What I can tell you for sure is this: now would be a really good time to make friends with yourself. You’re not going to get through the day if you keep being a jerk to yourself, criticizing, belittling, or disapproving of yourself. One of the greatest gifts to arise from my healing journey is that I finally made friends with myself. I learned how to be nice to myself, to encourage my mini-successes throughout the day, and to tell myself, ‘good job’ and ‘you’re doing okay’ when I feel discouraged.
I find when loneliness arises the best thing that I can do is notice it and be present with it. I may also call a friend or reach out because sometimes loneliness is just there to let us know that we’re due for some human contact. If we can't ever be alone with ourselves without feeling lonely however, it’s letting us know that we have a little self-development work to do.
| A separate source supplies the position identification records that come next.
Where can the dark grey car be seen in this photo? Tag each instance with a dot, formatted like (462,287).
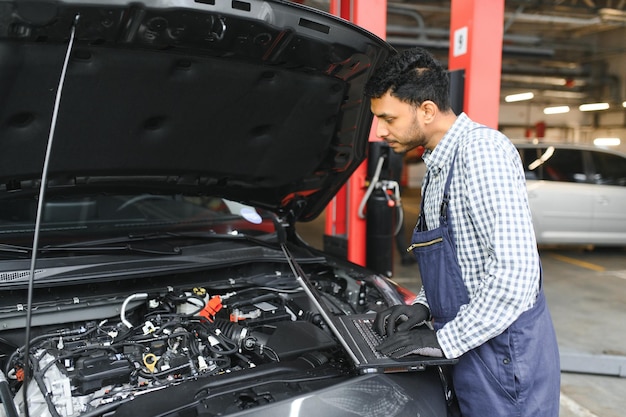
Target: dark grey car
(154,160)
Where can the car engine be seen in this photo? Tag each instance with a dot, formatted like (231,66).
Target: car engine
(182,336)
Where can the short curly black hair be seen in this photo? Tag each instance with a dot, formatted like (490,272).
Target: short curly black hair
(413,76)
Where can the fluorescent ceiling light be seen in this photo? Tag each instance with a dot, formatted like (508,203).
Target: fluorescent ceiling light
(518,97)
(606,141)
(593,106)
(556,110)
(543,158)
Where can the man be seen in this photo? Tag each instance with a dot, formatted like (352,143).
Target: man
(475,247)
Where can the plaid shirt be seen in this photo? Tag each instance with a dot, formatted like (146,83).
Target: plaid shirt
(492,227)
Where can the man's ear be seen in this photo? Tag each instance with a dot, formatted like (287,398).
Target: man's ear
(429,110)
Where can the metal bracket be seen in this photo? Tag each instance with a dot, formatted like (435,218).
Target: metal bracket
(587,363)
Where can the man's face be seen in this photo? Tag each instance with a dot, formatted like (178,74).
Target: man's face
(399,123)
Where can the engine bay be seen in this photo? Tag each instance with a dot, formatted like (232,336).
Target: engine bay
(258,329)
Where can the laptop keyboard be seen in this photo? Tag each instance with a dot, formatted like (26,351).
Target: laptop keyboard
(370,336)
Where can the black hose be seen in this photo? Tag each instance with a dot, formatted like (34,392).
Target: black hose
(6,397)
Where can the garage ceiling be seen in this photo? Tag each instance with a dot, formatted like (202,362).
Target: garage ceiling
(557,49)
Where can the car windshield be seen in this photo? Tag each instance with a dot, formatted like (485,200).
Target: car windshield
(71,220)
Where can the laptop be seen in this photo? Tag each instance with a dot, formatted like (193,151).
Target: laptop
(356,334)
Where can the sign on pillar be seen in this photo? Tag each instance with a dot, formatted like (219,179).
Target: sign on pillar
(476,31)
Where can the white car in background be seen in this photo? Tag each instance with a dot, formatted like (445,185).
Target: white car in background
(577,193)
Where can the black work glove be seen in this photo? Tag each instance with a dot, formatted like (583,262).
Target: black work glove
(400,317)
(420,341)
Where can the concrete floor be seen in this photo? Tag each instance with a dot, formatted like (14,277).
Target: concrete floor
(586,293)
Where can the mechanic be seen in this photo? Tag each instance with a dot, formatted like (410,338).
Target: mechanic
(475,248)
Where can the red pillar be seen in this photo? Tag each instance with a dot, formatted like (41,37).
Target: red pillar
(342,213)
(476,30)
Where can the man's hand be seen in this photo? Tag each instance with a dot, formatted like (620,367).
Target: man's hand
(421,341)
(400,318)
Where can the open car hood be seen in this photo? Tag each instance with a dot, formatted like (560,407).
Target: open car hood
(255,101)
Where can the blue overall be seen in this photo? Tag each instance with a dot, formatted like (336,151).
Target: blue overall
(510,375)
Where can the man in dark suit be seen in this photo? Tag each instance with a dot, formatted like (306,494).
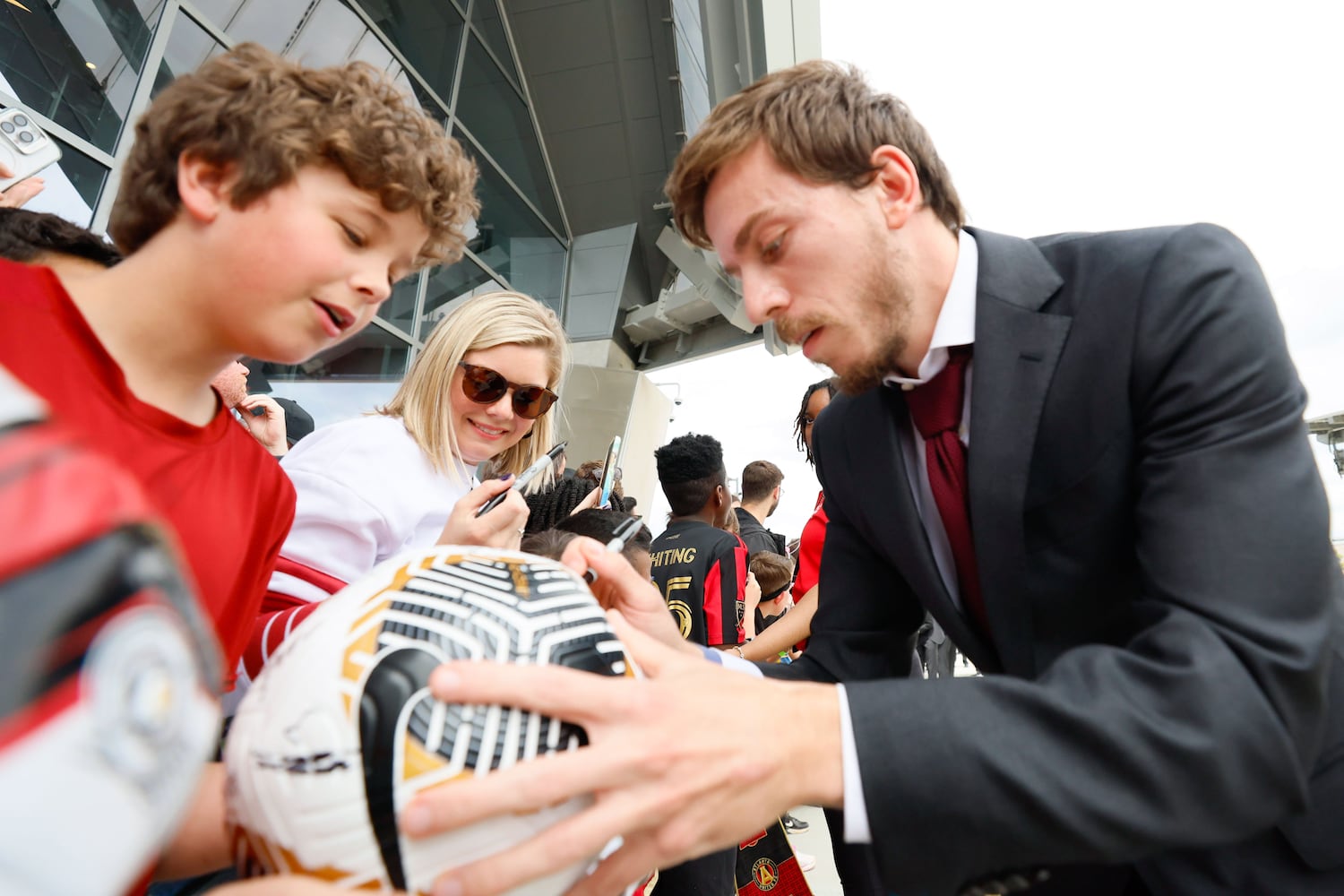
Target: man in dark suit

It takes great courage to face ourselves—a courage that many people never find.
The journey of healing asks us to have the courage to face all aspects of ourselves and to feel what needs to be felt. Much of the potent work can only happen if we nurture open space to be in our own company. Once the bulk of the debris of our past and the unhealed stuff comes through us, it’s up to us to stay open and curious as to what wants to emerge in the newfound clearing.
And while our solitude can heal, it can also hurt us if we don’t balance it with relating with like-minded and loving souls. We’ll look at creating a web of support that we can turn to when we’re due to come out for some conversation, connection, and support on another day.
:: REFLECT ::
- How do you feel about spending time in your own company? Do you cherish it or avoid it at any cost?
- What do you feel is the best use of your ‘alone time’? Are you doing that?
- What are you avoiding in the busyness of living that comes up when you stop and sit in your own company? Pain, anger, loneliness, longing?
- What’s waiting just beneath the surface that wants your attention?